This New True Crime Movie Is An Unusual Mix Between Fact & Fiction

In December 2004 in Lexington, Kentucky, four Transylvania University college students finally pulled off the heist they'd planned for over a year — stealing rare books worth over a million dollars from their unguarded university library. Unfortunately some challenges came up, and even a year didn't prevent them from making mistake after mistake, leading to their capture and landing them each seven years in prison. A movie about the Transy Book Heist (as the robbery came to be known) is coming out June 1, but how accurate is American Animals compared to the true crime? It turns out that's the wrong question to ask when it comes to this unusual feature.

Director Bart Layton comes from a documentary background, where showing, not telling, is key to getting the audience to invest in a story. And what better way to show why four bored, frustrated college boys were willing to throw away all the privilege that led them to where they were, than by having them tell it themselves? Shot in faux-documentary style, with talking-head commentary and to-the-camera asides from from Spencer Reinhard (Barry Keoghan), Warren Lipka (Evan Peters), Eric Borsuk (Jared Abrahamson) and Chas Allen (Blake Jenner), American Animals features additional commentary, correction, and reflection from the actual guys behind the heist on their cinematic counterparts as events unfold.

In a short feature on the making of American Animals Layton explained, "I wanted the real guys in the movie...It makes for more interesting and less conventional film." True-life stories occasionally include their non-actor counterparts, sometimes as cameo, sometimes as coda at the end of a film, to give audiences a reminder of the story's tie to reality. It's rare for a movie to include real-life counterparts to make the story less believable, though; American Splendor and 24 Hour Party People are among the few that include actual musicians and artists crabbing about the inaccuracy of their on-screen portrayals.

American Animals goes a step further, pointing up inconsistencies in the real robbers' stories, showing conflicts between their memories and the movie's more factual recreation of the real thing. Their own words come into question, blurring the idea of what's real and what's fiction to the point of irrelevance. Making matters worse, a lot of their scheme was lifted from heist movies they'd watched to learn how to pull the robbery off. They even assign each other codenames on their first attempt to nab the books, dressed in ludicrous, conspicuous old man get-ups, an idea ripped straight from Reservoir Dogs. The confusion is intentional, and on top of that, the film takes a knowing wink by doing the exact same, borrowing shots, framing, and even entire scenes from a slew of famous heist movies.

If viewers want to grasp at some element of reality, they'll have even more difficulty if they're familiar with Lexington, KY, where Transylvania College is located. The film was shot in North Carolina, on the Davidson College campus, rendering the location specifics of the boys' plot as mysterious to locals as it will be for moviegoers outside the southern area. Fortunately, all viewers have to understand is the library layout, which Spencer went through the trouble to building a dimensional model of for them to walk through their plan.

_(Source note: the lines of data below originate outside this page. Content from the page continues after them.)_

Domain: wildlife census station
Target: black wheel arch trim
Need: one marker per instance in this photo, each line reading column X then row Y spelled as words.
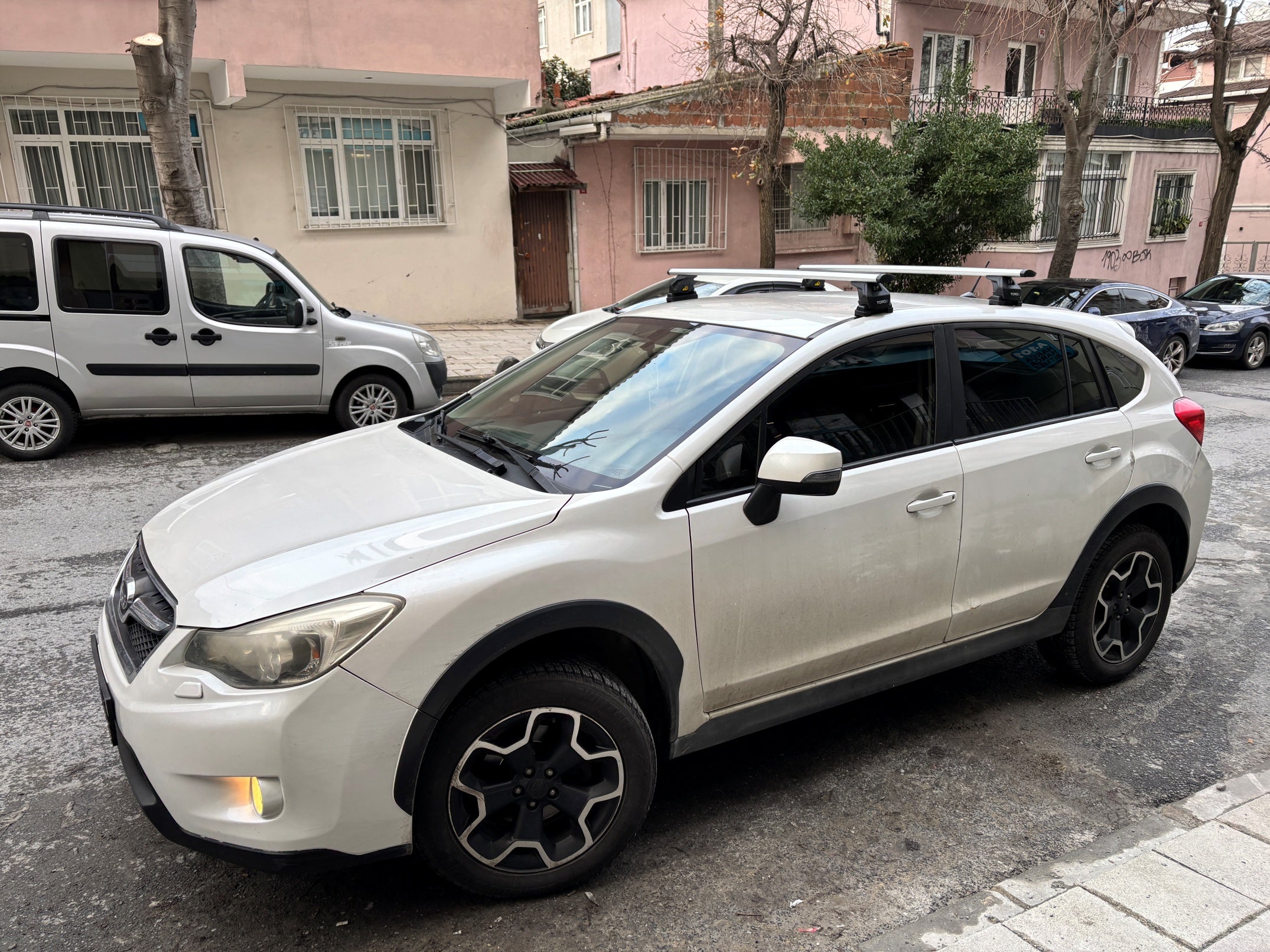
column 631, row 624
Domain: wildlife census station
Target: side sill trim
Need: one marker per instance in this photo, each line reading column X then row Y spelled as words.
column 871, row 681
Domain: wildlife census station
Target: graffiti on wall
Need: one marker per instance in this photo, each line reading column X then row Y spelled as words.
column 1113, row 258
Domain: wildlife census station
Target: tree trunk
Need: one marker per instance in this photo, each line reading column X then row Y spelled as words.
column 768, row 168
column 163, row 63
column 1071, row 210
column 1220, row 214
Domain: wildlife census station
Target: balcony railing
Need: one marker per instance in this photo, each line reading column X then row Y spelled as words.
column 1042, row 107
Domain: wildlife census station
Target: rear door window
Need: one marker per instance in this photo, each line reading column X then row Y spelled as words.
column 1011, row 377
column 1125, row 375
column 111, row 277
column 18, row 288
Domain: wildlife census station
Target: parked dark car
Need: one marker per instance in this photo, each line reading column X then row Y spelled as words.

However, the men didn't count on another librarian ever coming in, and so their original plan immediately went sour. Warren and Eric, the two who went inside to grab the actual loot, dropped the most valuable volumes of John James Audubon’s Birds of America (the inspiration for the film's title) as they ran out the door. They initially thought they grabbed nothing, but got away with several original Audubon drawings, an original Charles Darwin volume, and several other works adding up to a very valuable haul.

Unfortunately for the amateur robbers, the loot was even more valuable than they thought, leading to a judge determining in 2008 the four had been sentenced incorrectly. Due to the rare and important nature of the works, they recommended and were allowed to increase the boys' sentence from seven years to nine. A painful ending for a pretty ridiculous crime.